Waning enthusiasm for some of the other latest listings also seems to indicate investor interest is drying up. The most notable case was just a couple of weeks ago for electric car maker Nio Inc., which ended up pricing just a penny above the low end of its price range and raised less than half of its original target. Another listing encountering similar headwinds came last week from X Financial, the first offering by a financial technology (fintech) company since an earlier wave abruptly ground to a halt at the start of this year amid a regulatory crackdown.
In both the Nio and X Financial cases, my sources tell me a large portion of the IPO shares — nearly 90% for Nio — were purchased by a small number of major buyers. That indicates that demand for some of these newest offerings is hardly broad-based, and in fact may be coming from a few “friends” of the companies making listings.
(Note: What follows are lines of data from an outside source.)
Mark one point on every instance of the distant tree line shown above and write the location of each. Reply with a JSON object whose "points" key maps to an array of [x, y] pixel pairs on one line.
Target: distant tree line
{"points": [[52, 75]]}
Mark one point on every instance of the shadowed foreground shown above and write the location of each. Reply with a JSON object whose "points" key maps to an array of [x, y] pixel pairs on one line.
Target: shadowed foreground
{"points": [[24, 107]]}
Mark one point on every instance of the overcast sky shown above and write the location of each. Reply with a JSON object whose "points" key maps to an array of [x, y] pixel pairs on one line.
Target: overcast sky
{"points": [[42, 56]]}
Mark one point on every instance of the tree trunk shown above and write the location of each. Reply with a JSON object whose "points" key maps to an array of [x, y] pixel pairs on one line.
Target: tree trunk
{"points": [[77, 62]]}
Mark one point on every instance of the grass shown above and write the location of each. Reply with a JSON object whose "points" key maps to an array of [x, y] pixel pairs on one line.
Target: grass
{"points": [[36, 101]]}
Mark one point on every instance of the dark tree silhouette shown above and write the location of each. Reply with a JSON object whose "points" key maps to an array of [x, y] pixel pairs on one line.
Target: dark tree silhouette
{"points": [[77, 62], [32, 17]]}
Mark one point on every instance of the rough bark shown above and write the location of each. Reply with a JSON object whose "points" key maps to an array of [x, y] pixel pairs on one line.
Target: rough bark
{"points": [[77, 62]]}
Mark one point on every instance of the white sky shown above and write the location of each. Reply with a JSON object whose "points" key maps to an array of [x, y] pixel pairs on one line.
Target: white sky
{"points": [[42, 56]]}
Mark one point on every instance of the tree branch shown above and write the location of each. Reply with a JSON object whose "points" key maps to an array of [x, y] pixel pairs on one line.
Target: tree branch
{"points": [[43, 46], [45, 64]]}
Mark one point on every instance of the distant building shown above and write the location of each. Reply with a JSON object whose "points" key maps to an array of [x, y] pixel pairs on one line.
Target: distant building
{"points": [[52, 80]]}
One of my other sources tells me such “cornerstone” investors are indeed forming a major part of the book for at least one or two other upcoming IPOs.
Then there’s the absent elephant in the room, in the form of a highly anticipated major listing from the music arm of Tencent that has suddenly gone silent. The earliest reports this spring hinted that Tencent Music was aiming to raise up to around $4 billion in its IPO, which would have put it in close competition with Meituan-Dianping. The company was reportedly on the verge of filing its IPO prospectus in the U.S. at least twice earlier this month and last, only to have nothing appear.
That silence seems to be the loudest indicator yet that perhaps all is not humming along happily in this multibillion-dollar fundraising frenzy. Frankly speaking, I’m a bit surprised the party has gone on this long, and the fact that so many money-losing firms are coming to market does seem to have a certain “bottom of the barrel” feel. At the end of the day, only time will tell when the well finally dries up for China tech firms in this latest fundraising binge. But the signs certainly seem to point to an end within the next five or six weeks.